Behind the cathedral on Calle Hombre de Palo, we discover a restaurant where the bullfighting tradition is still honored. A large sculptured bull head on the wall is framed by many images with scenes of bullfights and famous toreros.
In Calle Arco de Palacio, we meet Ana Alcaide, who wowed the passers-by with her play on medieval instruments.
She gives us the permission to use their music in our videos. We would like to express our heartfelt thanks for this.
On the way back through Calle Comercia, the main shopping street Toledos, to Plaza de Zocodover, we try to devote ourselves more to the articles in the shops.
Besides marzipan and handheld fan, we find many arms shops with armor, swords, and knives.
Since about 500 BC, Toledo has been a traditional steel-working center. Hannibal used the swords from Toledo in the Punic Wars. Soon, it came to the attention of Rome and a standard source of weaponry for Roman Legions.
Toledo steel is famous because the hardness is much higher than Damascus steel. The Damascus steel is famous for the specific metal-working technique. The swords of Emperor Charles V were also manufactured in Toledo. It is not surprising that this tradition of craftsmanship continued to this day.
But there is something else that is often offered here: the fantastic tasting ham, the Jamon Iberico of dark-skinned Spanish pigs, which of course enjoys great popularity.
At Plaza de Zocodover, we come to the Arco de la Sangre.

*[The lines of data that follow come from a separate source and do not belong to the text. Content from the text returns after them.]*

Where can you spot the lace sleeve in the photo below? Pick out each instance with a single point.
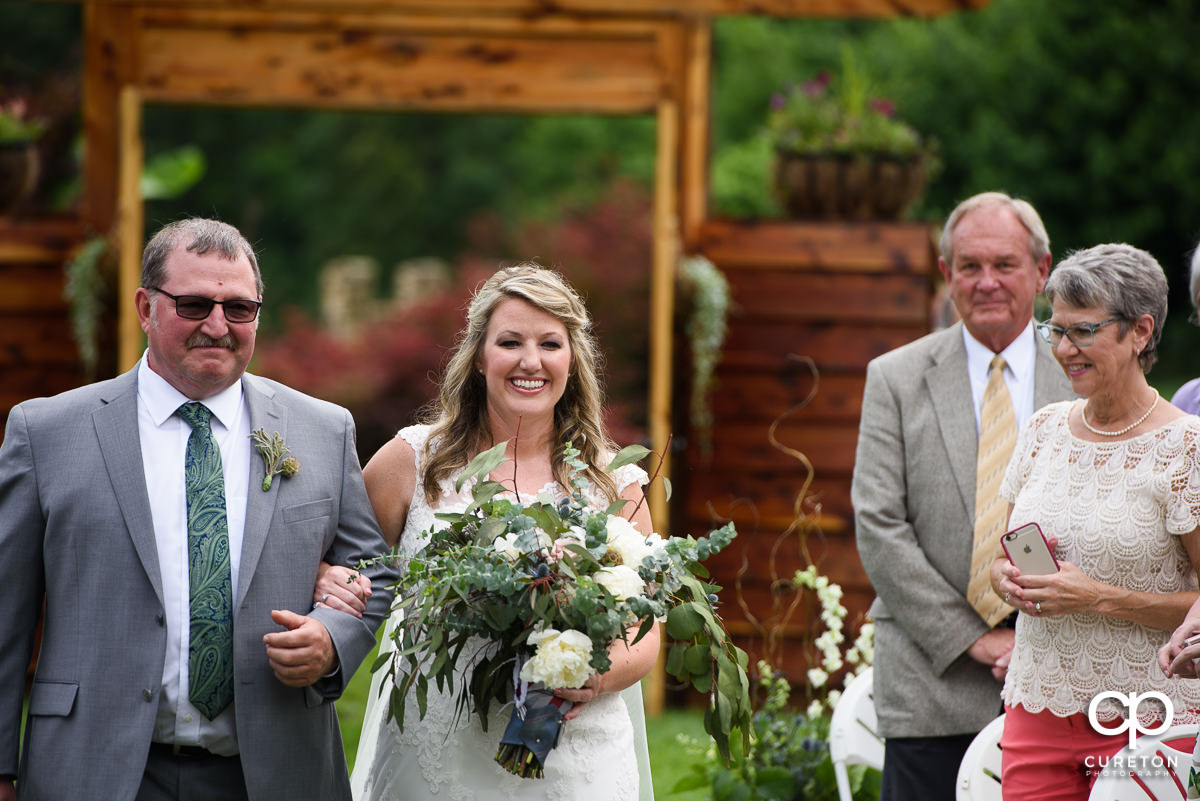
(628, 475)
(1183, 494)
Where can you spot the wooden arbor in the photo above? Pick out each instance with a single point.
(613, 56)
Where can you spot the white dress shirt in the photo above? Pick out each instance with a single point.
(1021, 359)
(163, 438)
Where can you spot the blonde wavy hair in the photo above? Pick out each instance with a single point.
(459, 417)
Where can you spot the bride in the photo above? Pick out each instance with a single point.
(525, 371)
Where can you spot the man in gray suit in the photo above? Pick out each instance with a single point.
(937, 663)
(181, 655)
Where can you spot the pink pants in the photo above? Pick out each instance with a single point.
(1050, 758)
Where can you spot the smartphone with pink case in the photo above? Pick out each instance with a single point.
(1027, 549)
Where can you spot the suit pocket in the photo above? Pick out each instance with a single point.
(52, 698)
(310, 511)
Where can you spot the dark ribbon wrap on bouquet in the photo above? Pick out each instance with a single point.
(533, 730)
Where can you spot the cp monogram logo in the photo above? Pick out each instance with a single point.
(1131, 702)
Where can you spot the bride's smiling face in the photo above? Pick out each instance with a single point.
(526, 359)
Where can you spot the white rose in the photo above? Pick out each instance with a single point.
(621, 579)
(625, 542)
(507, 546)
(562, 660)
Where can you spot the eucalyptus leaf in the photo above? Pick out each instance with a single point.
(483, 464)
(628, 455)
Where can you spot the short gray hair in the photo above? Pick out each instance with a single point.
(1039, 241)
(1122, 279)
(198, 235)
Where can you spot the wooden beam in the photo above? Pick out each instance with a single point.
(130, 223)
(382, 62)
(671, 8)
(108, 31)
(663, 277)
(694, 156)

In former times, the gate that was the only entry to Toledo. In the courtyard is a statue of Spain’s national poet Miguel de Cervantes. An author in medieval clothes writes signs for you.
Back at the square, we observe a formation of soldiers in historical uniform. We suspect that these are uniforms of royal troops at the beginning of the 19th century. They are accompanied by MP (policía militar) soldiers.
Now we want to visit an old mosque, the Mezquita de las Tornerías in Calle Tornerias. It is a Moorish mosque from the 11th century which has overcome an eventful history.
Today it houses the “Center Foundation of Promotion of the Crafts”. Unfortunately, it is closed and we cannot see the building from inside.
We then decide to take a bus to see Toledo from outside. The Hop-on Hop-off bus starts at the Alcazar. We are glad to be able to sit for a while.
The ride leads around the Alcazar of Toledo and down the mountain to the Puerta de Bisagra. From there, we cross the river Tagus to the train station. Since we already know the building we continue. The bus returns to the city and then crosses the Tagus on the Puerta de Alcantara again.
To the left is the infantry academy of Toledo. On the right, on the other bank of the Tagus, the mountain rises with the Alcazar. The Tagus flows through a deep valley. In a big loop, the bus circles up a steep hill. Then we reach the plateau. From here you have the most beautiful panorama view of Toledo.
We enjoy the sight and we are hardly able to stop watching.
Now we continue downhill to Puente de San Martin, where we leave the bus again.